= Freightos Baltic Index =

Daily freight container index

The Freightos Baltic Index (FBX) (also sometimes known as the Freightos Baltic Daily Index or Freightos Baltic Global Container Index) is a daily freight container index issued by the Baltic Exchange and Freightos. The index measures global container freight rates by calculating spot rates for 40-foot containers on 12 global tradelanes. It is reported around the world as a proxy for shipping stocks, and is a general shipping market bellwether. The FBX is currently one of the most widely used freight rate indices.

==History==
The Freightos International Freight Index was first launched as a weekly freight index in early 2017. The Freightos Baltic Index has been in wide use since 2018. It is currently the only freight rate index that is issued daily, and is also the only IOSCO-compliant freight index that is currently regulated by the EU (in particular, the European Securities and Markets Authority). The index is calculated from real-time anonymized data. As of February 2020, 50 to 70 million price points were collected by the FBX each month. The FBX was converted into a daily index in February 2021.

==Calculation==
12 regional tradelane indices are first calculated. The weighted average of these 12 indices is then used to obtain the FBX Global Container Index (FBX). The formulas given below are in use as of October 2020. Note that the FBX calculating formula is updated periodically, with the last update issued in mid-2021.

===Tradelane index===
The FBX tradelanes are calculated using the median port to port all-in freight rate. This median price (freight rate) is calculated for standard 40-foot containers that are not refrigerated.
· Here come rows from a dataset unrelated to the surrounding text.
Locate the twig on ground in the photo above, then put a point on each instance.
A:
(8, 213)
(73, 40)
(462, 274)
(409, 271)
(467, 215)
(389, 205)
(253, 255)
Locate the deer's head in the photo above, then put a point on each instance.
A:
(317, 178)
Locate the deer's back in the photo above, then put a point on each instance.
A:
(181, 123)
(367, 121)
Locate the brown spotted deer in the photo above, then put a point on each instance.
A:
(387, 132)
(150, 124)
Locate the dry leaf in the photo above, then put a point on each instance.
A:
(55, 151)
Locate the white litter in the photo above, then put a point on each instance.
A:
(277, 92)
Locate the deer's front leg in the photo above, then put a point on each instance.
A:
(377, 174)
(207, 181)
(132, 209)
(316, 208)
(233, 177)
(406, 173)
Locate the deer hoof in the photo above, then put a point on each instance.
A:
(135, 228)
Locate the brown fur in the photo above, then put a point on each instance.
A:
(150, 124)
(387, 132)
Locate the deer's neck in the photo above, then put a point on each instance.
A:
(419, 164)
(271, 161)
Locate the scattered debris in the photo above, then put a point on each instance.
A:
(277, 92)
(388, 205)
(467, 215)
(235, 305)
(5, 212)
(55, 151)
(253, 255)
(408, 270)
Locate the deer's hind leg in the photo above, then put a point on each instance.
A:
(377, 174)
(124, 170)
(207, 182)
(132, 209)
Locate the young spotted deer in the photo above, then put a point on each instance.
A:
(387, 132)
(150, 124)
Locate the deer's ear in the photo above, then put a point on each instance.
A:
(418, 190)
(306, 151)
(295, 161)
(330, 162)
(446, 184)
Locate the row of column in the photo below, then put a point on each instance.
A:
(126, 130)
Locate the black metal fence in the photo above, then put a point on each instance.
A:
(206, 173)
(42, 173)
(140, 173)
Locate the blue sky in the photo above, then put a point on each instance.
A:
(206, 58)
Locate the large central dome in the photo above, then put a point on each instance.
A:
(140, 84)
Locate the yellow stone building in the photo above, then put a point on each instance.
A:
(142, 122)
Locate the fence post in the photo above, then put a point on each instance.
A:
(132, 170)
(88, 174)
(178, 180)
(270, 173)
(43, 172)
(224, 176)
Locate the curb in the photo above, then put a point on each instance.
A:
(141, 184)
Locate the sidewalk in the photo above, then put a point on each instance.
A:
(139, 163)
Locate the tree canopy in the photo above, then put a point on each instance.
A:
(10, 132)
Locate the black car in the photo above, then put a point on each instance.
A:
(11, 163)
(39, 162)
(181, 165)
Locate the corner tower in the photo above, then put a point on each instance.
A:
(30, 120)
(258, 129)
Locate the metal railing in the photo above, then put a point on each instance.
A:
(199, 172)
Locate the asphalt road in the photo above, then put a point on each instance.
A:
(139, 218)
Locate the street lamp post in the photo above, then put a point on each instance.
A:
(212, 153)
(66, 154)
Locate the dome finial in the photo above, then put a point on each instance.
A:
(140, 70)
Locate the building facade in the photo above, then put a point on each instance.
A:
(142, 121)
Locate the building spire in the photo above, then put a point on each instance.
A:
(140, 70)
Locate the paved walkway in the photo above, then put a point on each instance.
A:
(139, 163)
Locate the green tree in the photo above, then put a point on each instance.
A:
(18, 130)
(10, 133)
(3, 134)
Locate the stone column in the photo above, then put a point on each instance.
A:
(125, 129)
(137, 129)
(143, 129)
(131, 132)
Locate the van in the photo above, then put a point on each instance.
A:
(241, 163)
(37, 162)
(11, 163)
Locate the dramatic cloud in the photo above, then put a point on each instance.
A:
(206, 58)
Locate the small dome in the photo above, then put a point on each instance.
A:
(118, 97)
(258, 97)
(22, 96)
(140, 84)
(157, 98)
The tradelane index is calculated as follows.

$\frac{\sum_{i=1}^{n} ({median}(L, C_i) \times V_i)}{\sum_{i=1}^{n} (V_i)}$

Where:
- $L$ = tradelane value (rounded to the nearest integer)
- $C_1, C_2,\cdots, C_n$ = carriers
- $V_1, V_2,\cdots, V_n$ = carrier volumes on the tradelane
- ${median} (L, C_i,\cdots,C_j)$ = the median price for carriers $C_i,\cdots,C_j$ on the tradelane $L$

For reference, a list of the 12 tradelanes used in the index calculations is also provided in the section below.

==== List of tradelanes ====

| Ticker | Short Name | Long Name | Weight in FBX |
|---|---|---|---|
| FBX01 | China/East Asia - USA West Coast 40' (CEA-NAW) | Freightos Baltic China/East Asia to North America West Coast 40' container index | 20.30% |
| FBX02 | USA West Coast - China/East Asia 40' (NAW-CEA) | Freightos Baltic North America West Coast to China/East Asia 40' container index | 9.76% |
| FBX03 | China/East Asia - USA East Coast 40' (CEA-NAE) | Freightos Baltic China/East Asia to North America East Coast 40' container index | 10.46% |
| FBX04 | USA East Coast - China/East Asia 40' (NAE-CEA) | Freightos Baltic North America East Coast to China/East Asia 40' container index | 5.03% |
| FBX11 | China/East Asia - North Europe 40' (CEA-EUR) | Freightos Baltic China/East Asia to North Europe 40' container index | 17.26% |
| FBX12 | North Europe - China/East Asia 40' (EUR-CEA) | Freightos Baltic North Europe to China/East Asia 40' container index | 10.16% |
| FBX13 | China/East Asia - Mediterranean 40' (CEA-EUR) | Freightos Baltic China/East Asia to Mediterranean 40' container index | 9.02% |
| FBX14 | Mediterranean - China/East Asia 40' (EUR-CEA) | Freightos Baltic Mediterranean to China/East Asia 40' container index | 5.31% |
| FBX21 | USA East Coast - Europe 40' (NAE-EUR) | Freightos Baltic North America East Coast to Europe 40' container index | 2.67% |
| FBX22 | Europe - USA East Coast 40' (EUR-NAE) | Freightos Baltic Europe to North America East Coast 40' container index | 5.50% |
| FBX24 | Europe - South American East Coast 40' (EUR-SAE) | Freightos Baltic Europe to South America East Coast 40' container index | 1.77% |
| FBX26 | Europe – South American West Coast 40’ (EUR-SAW) | Freightos Baltic Europe to South America West Coast 40' container index | 2.76% |

===FBX Global Container Index===
The FBX Global Container Index (FBX) is a weighted average of 12 regional tradelane indices. It is calculated as follows.

$\frac{\sum_{i=1}^{12} (I_i \times V_i)}{\sum_{i=1}^{12} (V_i)}$

Where:
- $I_1, I_2,\cdots, I_{12}$ = the 12 regional tradelanes indices
- $V_1, V_2,\cdots, V_{12}$ = respectives volumes of the 12 regional tradelanes indices

The FBX prices used are rolling short-term Freight All Kind (FAK) spot tariffs and related surcharges between carriers, freight forwarders, and high-volume shippers.